The kind of process described above usually ends up with a long laundry list of everything anybody ever thought was a good idea, completely undisciplined, and completely unaffordable. The trick in this work is not to create such a laundry list, but a coherent strategy, that we can actually afford to implement that will actually produce the results we want.

Step 5: What do You Propose to Do?

Determine an action plan. Develop a list of specific actions based on your ideas about what works. Be sure to assign actions to specific organizations (at the population level) or people (at the performance level), establish due-dates, and create a timeline.

How do we choose actions? There are four criteria to help you translate your list of what works ideas into a viable action plan. These are:

Leverage – How strongly will the proposed strategy impact progress as measured by the baselines? Given that resources are finite, resource allocation should be based on the expected impact of those resources on progress.

Feasibility – Is the proposed strategy feasible?

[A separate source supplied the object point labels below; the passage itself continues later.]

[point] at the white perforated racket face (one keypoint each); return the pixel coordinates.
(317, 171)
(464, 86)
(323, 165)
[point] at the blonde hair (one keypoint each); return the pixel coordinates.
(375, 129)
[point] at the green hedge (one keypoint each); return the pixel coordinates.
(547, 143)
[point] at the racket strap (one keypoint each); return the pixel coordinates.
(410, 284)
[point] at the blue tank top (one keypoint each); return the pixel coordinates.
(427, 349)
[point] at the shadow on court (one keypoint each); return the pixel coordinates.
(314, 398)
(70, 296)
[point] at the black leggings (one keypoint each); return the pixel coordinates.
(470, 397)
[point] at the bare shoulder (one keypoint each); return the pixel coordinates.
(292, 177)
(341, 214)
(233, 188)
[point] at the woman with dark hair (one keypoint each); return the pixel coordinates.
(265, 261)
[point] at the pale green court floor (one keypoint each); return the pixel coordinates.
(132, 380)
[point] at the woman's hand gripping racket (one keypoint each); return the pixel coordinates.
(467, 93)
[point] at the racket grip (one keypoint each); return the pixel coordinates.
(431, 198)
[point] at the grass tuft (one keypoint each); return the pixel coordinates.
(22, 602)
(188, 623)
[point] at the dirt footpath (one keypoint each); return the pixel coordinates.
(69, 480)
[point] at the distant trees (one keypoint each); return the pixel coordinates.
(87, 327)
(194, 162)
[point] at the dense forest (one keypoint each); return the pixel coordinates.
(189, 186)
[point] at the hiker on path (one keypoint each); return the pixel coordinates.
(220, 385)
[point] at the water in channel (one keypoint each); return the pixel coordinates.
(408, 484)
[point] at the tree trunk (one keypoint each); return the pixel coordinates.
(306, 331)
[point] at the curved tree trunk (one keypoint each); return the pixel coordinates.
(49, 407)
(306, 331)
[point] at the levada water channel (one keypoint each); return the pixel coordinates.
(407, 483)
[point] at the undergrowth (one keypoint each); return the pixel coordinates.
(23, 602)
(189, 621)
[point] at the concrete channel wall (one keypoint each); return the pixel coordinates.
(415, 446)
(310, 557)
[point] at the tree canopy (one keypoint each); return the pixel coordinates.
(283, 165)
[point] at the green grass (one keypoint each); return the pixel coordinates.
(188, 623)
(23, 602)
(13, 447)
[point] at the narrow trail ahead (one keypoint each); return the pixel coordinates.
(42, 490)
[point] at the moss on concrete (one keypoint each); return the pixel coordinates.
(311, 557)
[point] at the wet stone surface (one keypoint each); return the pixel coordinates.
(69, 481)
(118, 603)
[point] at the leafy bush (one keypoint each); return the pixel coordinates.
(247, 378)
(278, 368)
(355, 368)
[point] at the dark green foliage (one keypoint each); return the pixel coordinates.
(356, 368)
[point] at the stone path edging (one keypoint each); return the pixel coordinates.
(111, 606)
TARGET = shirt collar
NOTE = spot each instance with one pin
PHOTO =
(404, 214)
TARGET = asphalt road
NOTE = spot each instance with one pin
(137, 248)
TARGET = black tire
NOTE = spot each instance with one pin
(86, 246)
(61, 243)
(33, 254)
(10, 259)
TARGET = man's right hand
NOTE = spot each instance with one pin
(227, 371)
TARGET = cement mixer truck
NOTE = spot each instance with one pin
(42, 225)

Can it be done? Once ways to improve feasibility have been adequately explored, leverage and feasibility must be weighed and balanced in choosing the strategy.

Values – Is the strategy consistent with the values of the community and/or agency? Sometimes strategies have high leverage and feasibility, but they do not align with our community values.

Specificity – Is the strategy specific enough to be implemented? Is there a timeline with deliverables that answers the questions: Who? What? When? Where? How?